Dengan cepat dua orang sekuriti kantor itu mendekat. Mereka memaksa Adisti keluar. Dengan derai air mata Adisti meninggalkan tempat itu. Harapan satu-satunya adalah laki-laki yang menjalani hari-hari bersamanya. Pria itu hampir dua tahun menjalin hubungan khusus dengan Adisti.

Beberapa pegawai kantor memperhatikan kejadian itu. Tatapan mereka terperangah dan sinis kepada Adisti. Tampak mereka berbisik-bisik, entah apa yang mereka bicarakan. Yang pasti bukan hal baik, tentang gadis yang tiba-tiba datang membuat kericuhan di kantor besar dan megah di tengah kota itu.

Adisti berjalan dengan lesu dan merasa tubuhnya limbung, menjauh dari kantor. Dia duduk di pinggir jalan, di bawah pohon akasia. Di depannya, jalan raya masih cukup ramai. Kendaraan lalu lalang tanpa henti. Tidak ada yang peduli pada wanita muda yang hampir putus asa dengan hidupnya.

“Aku harus bagaimana? Aku mau ke mana?” ucap Adisti lirih sambil mengusap kedua pipinya yang basah.

Sebuah kendaraan hitam, mengkilat, menunjukkan kelasnya yang elegan, lewat di depan Adisti. Mobil Ramon. Adisti hanya memandang saja, hingga mobil itu makin jauh.

Tuuttt!! Ponsel Adisti berdering. Adisti nenerima panggilan itu.

“Aku mengirim di rekeningmu sejumlah uang. Cukup besar. Ini terakhir kali aku berhubungan denganmu. Jangan pernah muncul lagi di hadapanku. Kita tidak saling kenal. Kalau kamu tidak bisa merawat bayimu, gugurkan saja.”

Klik. Panggilan terputus.

“Apa? Ini ….” Bergetar suara Adisti mengatakan itu. Adisti menundukkan kepala dalam-dalam dan menangis sejadi-jadinya.

Dia tidak peduli orang-orang yang lewat, entah yang berkendara atau berjalan kaki memperhatikannya. Hancur berkeping-keping. Semua buyar. Segala kebahagiaan yang dia miliki lenyap. Ayahnya membuang dirinya. Kekasih yang dia anggap pria hebat dan penuh cinta, melihat dia begitu hina.

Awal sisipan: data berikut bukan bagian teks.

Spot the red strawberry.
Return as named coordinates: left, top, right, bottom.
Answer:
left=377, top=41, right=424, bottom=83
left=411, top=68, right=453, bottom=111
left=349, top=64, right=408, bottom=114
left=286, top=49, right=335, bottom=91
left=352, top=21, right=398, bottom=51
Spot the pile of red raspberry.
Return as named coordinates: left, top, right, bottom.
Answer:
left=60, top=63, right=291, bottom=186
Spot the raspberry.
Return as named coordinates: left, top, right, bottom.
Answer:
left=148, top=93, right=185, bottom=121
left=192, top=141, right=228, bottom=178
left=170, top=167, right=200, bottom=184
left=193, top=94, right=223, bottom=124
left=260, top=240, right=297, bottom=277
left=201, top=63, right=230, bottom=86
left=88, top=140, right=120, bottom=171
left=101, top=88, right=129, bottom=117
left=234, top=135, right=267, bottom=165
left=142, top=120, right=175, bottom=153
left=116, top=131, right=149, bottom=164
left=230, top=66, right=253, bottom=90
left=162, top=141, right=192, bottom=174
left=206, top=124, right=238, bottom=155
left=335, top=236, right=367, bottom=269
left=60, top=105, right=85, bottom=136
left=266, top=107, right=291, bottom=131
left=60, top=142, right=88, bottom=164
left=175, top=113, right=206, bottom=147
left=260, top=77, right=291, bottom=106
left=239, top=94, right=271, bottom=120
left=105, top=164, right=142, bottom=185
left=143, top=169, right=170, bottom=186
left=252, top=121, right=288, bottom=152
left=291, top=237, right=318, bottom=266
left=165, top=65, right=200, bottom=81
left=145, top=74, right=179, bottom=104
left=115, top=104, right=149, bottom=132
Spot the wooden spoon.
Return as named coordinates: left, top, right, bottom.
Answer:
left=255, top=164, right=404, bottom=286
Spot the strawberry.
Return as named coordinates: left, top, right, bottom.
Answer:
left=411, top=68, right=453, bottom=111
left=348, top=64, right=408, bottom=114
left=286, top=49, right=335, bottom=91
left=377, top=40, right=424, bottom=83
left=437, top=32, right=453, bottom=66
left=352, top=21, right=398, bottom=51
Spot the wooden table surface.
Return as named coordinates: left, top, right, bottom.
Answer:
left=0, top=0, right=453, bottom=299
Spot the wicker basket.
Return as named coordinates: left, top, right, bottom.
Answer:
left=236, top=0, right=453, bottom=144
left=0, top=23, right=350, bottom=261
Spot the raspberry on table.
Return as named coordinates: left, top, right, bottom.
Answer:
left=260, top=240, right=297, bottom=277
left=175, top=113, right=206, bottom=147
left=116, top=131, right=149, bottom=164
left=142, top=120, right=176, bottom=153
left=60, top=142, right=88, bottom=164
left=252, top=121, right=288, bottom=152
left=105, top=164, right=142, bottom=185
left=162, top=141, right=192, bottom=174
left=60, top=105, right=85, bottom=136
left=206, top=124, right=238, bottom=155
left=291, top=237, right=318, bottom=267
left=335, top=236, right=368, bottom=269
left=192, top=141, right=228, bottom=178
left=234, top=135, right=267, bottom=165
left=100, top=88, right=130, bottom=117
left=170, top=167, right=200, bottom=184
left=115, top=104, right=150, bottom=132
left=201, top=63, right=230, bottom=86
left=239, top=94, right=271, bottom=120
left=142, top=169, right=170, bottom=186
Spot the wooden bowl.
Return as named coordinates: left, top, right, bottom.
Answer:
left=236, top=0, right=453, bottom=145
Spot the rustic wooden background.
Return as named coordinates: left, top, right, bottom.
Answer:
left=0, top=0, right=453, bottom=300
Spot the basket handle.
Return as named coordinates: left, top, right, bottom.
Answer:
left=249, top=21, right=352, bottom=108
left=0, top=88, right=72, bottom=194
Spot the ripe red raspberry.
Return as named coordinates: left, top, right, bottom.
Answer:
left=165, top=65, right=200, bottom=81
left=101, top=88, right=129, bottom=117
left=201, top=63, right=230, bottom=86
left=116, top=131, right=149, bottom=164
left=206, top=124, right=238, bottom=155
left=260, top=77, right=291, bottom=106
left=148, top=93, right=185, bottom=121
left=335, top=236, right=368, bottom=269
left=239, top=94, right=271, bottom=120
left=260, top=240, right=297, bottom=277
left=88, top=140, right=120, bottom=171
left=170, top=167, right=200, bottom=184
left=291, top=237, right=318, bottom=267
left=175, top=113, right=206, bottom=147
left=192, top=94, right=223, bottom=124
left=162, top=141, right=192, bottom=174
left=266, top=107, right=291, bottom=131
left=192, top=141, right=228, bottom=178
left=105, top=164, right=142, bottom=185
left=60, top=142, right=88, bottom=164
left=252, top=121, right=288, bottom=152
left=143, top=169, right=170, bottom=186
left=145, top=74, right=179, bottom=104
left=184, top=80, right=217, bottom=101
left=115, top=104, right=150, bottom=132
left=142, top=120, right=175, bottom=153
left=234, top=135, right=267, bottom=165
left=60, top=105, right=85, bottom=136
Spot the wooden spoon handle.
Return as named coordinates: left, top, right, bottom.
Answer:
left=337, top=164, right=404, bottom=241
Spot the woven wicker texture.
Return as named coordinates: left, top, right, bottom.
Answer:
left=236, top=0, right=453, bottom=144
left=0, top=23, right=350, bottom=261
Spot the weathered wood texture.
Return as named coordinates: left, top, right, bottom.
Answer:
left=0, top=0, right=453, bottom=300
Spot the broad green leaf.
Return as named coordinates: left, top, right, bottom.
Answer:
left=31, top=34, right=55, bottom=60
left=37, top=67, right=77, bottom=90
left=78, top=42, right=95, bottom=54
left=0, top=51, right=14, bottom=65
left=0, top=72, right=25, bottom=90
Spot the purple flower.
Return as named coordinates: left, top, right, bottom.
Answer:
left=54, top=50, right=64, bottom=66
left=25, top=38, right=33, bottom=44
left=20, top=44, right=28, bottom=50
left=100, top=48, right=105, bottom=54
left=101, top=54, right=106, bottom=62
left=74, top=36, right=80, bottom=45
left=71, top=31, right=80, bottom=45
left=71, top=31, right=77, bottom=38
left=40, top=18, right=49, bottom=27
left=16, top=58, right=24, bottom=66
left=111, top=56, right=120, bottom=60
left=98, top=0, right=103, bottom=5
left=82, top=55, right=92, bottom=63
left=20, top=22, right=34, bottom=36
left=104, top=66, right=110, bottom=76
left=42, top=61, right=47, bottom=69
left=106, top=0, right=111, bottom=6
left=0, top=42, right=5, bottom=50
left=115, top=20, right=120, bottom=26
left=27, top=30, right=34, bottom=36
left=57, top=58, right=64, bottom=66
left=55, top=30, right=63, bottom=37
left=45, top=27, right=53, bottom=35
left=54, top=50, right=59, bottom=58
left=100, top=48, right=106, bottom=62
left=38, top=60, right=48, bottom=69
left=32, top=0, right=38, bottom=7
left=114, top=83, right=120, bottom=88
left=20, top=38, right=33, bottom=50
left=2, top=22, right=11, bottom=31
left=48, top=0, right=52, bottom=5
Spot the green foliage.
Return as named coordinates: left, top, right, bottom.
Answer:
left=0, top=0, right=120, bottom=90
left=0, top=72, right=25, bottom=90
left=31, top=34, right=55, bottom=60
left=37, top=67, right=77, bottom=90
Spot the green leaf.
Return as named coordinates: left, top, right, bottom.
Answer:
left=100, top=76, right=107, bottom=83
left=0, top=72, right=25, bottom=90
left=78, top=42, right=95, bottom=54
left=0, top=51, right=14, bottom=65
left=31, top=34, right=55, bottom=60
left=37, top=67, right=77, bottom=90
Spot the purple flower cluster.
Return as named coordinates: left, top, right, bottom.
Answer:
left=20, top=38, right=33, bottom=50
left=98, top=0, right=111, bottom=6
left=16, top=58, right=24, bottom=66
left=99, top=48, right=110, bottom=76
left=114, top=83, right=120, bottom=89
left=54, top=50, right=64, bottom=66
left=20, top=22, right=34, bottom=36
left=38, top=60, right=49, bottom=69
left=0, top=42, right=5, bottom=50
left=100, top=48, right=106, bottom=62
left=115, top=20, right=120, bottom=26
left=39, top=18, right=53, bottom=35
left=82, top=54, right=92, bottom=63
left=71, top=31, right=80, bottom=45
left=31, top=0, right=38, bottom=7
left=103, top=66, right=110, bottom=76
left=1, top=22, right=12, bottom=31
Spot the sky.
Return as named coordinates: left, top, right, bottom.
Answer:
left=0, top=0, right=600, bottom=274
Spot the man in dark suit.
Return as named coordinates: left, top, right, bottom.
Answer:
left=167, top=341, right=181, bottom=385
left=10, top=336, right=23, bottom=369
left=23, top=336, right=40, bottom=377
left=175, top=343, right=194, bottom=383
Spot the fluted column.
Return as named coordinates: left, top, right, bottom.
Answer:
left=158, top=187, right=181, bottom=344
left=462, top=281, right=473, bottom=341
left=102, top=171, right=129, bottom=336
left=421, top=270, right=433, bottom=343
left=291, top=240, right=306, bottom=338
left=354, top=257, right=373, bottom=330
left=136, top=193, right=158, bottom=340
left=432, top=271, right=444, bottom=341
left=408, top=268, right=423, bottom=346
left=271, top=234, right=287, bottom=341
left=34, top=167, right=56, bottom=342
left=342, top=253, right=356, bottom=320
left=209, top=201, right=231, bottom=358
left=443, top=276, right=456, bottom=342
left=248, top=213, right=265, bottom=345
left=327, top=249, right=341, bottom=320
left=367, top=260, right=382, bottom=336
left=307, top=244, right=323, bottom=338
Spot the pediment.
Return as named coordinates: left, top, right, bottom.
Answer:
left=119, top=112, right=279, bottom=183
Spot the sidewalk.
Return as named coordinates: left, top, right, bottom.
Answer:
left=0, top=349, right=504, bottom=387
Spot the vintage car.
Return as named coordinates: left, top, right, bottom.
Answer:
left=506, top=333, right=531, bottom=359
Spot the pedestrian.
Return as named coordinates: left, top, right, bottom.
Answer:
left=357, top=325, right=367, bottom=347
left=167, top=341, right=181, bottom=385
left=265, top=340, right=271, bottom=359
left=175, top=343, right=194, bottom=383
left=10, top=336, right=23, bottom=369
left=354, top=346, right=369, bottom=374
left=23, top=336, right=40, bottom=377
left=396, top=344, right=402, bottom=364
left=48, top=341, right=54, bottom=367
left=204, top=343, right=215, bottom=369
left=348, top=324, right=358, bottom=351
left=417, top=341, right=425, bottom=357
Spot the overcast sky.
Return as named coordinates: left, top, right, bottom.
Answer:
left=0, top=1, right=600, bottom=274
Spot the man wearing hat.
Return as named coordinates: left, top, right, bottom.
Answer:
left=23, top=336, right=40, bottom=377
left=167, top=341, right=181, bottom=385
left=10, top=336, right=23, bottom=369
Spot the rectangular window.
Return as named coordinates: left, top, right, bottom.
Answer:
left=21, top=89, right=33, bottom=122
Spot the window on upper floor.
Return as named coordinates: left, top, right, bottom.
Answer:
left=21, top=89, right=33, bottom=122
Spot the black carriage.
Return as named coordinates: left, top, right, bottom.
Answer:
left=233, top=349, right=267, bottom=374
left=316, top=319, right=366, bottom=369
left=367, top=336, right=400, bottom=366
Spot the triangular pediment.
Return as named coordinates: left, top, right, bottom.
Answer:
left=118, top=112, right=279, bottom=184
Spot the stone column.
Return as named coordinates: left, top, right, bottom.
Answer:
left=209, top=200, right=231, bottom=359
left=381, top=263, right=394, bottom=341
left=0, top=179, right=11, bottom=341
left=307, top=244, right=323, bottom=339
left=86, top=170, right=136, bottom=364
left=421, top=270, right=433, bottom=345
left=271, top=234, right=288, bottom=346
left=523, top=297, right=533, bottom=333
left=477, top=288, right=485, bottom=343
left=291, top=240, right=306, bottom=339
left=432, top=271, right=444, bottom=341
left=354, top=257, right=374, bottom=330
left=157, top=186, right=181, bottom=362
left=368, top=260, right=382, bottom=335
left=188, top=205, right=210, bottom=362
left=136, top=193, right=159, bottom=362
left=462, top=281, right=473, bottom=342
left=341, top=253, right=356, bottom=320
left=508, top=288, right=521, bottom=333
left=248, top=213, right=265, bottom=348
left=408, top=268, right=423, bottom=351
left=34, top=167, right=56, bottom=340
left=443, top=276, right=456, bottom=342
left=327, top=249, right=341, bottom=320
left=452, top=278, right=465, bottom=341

Beberapa waktu Adisti masih berjuang menghentikan tangisnya. Berulang kali dia menarik nafas panjang, melonggarkan dadanya yang semakin sesak.

“Tuhan … ampuni aku … aku tahu aku sudah melakukan kesalahan besar .…” doanya di dalam hati. “Tapi … aku tidak mungkin membunuh anakku sendiri. Tidak mungkin ….”

Dengan hati hancur Adisti berdiri. Dia angkat ranselnya, juga tas kecil dia selempangkan dari bahunya.

“Aku harus apa? Harus bagaimana?” ucap Adisti di tengah tangisnya.